Der Minister gibt sich in Tokio eher als sicherheitspolitischer Lehrling. So sei Japan ein „globaler Vorreiter“ beim Thema Wirtschaftssicherheit und habe es geschafft, seine Rohstoffabhängigkeit von China drastisch zu reduzieren – anders als die Bundesrepublik. So würden die jüngsten chinesischen Exportkontrollen unter anderem für Seltene Erden etwa zur Chipherstellung japanische wie deutsche Firmen gleichermaßen treffen. „Gerade dabei, gefährliche Abhängigkeiten kritisch in den Blick zu nehmen, Verwundbarkeiten zu reduzieren und wirtschaftliche Resilienzen aufzubauen, können wir als Deutschland noch viel von Japan lernen“, sagte Wadephul.

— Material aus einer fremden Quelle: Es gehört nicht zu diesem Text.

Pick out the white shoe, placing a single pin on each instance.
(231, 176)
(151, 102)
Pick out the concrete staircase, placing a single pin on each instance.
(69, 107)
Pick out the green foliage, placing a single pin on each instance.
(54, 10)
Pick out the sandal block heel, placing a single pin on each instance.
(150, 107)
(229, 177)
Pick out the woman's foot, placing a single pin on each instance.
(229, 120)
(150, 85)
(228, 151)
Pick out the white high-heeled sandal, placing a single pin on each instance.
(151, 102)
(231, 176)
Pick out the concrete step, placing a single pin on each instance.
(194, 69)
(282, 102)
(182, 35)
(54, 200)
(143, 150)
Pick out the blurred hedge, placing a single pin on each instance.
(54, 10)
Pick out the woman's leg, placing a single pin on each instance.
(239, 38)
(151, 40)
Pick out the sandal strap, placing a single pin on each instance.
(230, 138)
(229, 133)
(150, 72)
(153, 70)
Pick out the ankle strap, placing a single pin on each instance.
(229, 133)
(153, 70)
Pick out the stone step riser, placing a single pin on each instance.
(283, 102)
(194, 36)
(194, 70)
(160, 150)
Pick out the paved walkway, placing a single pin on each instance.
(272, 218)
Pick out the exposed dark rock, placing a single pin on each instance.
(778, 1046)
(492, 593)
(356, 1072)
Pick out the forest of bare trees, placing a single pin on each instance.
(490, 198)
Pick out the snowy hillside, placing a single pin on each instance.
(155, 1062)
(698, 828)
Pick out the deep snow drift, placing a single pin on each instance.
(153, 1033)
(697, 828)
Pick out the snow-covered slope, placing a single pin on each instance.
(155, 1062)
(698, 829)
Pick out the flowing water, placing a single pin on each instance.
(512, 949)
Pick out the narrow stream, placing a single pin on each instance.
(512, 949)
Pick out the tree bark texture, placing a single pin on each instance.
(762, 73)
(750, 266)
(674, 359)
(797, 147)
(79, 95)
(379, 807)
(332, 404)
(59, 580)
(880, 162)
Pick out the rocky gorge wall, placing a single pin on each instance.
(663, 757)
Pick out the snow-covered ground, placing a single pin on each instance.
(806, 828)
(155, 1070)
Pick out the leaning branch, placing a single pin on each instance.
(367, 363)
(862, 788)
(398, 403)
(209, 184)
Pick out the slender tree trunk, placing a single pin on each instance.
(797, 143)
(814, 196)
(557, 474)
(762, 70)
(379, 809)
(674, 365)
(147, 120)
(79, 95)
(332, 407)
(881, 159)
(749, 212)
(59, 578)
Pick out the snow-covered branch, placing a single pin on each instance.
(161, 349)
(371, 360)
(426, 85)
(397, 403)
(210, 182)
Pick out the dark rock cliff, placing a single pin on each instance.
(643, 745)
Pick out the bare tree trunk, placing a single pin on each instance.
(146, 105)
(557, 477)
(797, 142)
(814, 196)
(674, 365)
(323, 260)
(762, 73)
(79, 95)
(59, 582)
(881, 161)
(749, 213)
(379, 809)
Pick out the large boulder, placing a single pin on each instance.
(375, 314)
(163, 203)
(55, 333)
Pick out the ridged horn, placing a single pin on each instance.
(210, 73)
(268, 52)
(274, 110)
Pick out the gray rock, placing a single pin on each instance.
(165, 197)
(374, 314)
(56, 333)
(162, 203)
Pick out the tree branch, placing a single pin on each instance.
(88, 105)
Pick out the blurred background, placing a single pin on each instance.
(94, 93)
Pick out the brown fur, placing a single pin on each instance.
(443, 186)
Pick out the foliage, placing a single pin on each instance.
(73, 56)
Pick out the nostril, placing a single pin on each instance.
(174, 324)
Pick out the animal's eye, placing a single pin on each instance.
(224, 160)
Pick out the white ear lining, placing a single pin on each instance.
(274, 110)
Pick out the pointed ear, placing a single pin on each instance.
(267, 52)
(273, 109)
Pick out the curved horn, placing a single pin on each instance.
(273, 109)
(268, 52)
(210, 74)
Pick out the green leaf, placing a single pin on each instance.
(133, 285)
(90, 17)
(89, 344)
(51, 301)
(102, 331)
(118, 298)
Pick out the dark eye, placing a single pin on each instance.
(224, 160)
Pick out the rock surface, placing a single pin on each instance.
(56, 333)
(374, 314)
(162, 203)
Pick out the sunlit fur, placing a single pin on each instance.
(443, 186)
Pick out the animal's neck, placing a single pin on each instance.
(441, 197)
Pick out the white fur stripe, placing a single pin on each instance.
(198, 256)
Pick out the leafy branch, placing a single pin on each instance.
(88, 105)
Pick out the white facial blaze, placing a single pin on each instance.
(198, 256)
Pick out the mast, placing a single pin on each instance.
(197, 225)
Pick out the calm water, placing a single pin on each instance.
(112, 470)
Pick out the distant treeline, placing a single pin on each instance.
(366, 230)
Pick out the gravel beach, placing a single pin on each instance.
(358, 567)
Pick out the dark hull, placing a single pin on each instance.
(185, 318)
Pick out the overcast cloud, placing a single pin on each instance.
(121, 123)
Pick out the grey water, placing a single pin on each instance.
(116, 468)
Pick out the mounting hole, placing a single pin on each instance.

Für Deutschland gehe es jetzt sehr konkret darum, Lieferketten zu diversifizieren und zügig kritische Abhängigkeiten zu minimieren. Japan sei bei diesem „De-Risking“ schon sehr weit, habe beispielsweise früh eine eigene Wirtschaftssicherheitsstrategie entworfen und massiv in die Diversifizierung der Rohstoffimporte investiert. Auch im Bereich der Exportkontrolle von Hochtechnologiegütern habe Tokio sehr viel dafür getan, „dass Schlüsseltechnologien wie KI, Halbleiter, Robotik und Biotechnologie nicht ungewollt an Konkurrenten abfließen, die sich nicht dem marktwirtschaftlichen Wettbewerb stellen müssen“.
Immerhin, auch im Auswärtigen Amt in Berlin gebe es mittlerweile „ein eigenes Referat für Wirtschaftssicherheit“. Er wolle die Partnerschaft mit Japan auf diesem Gebiet und auch in der Rüstungsindustrie oder der Cybersicherheit weiter vertiefen, kündigte Wadephul an.
Privat ist der Minister dabei schon um einiges weiter. Seit seine Töchter auf einem Gymnasium in Kiel Japanisch gelernt und das Land im Rahmen eines Schüleraustausches bereist haben, beschäftigt sich Wadephul intensiv mit Politik und Kultur Japans. Der Lohn für dieses persönliche Engagement: Der Deutsche wird in Tokio nicht nur vom Außen- und einigen weiteren Ministern empfangen, sondern auch von Ministerpräsident Shigeru Ishiba.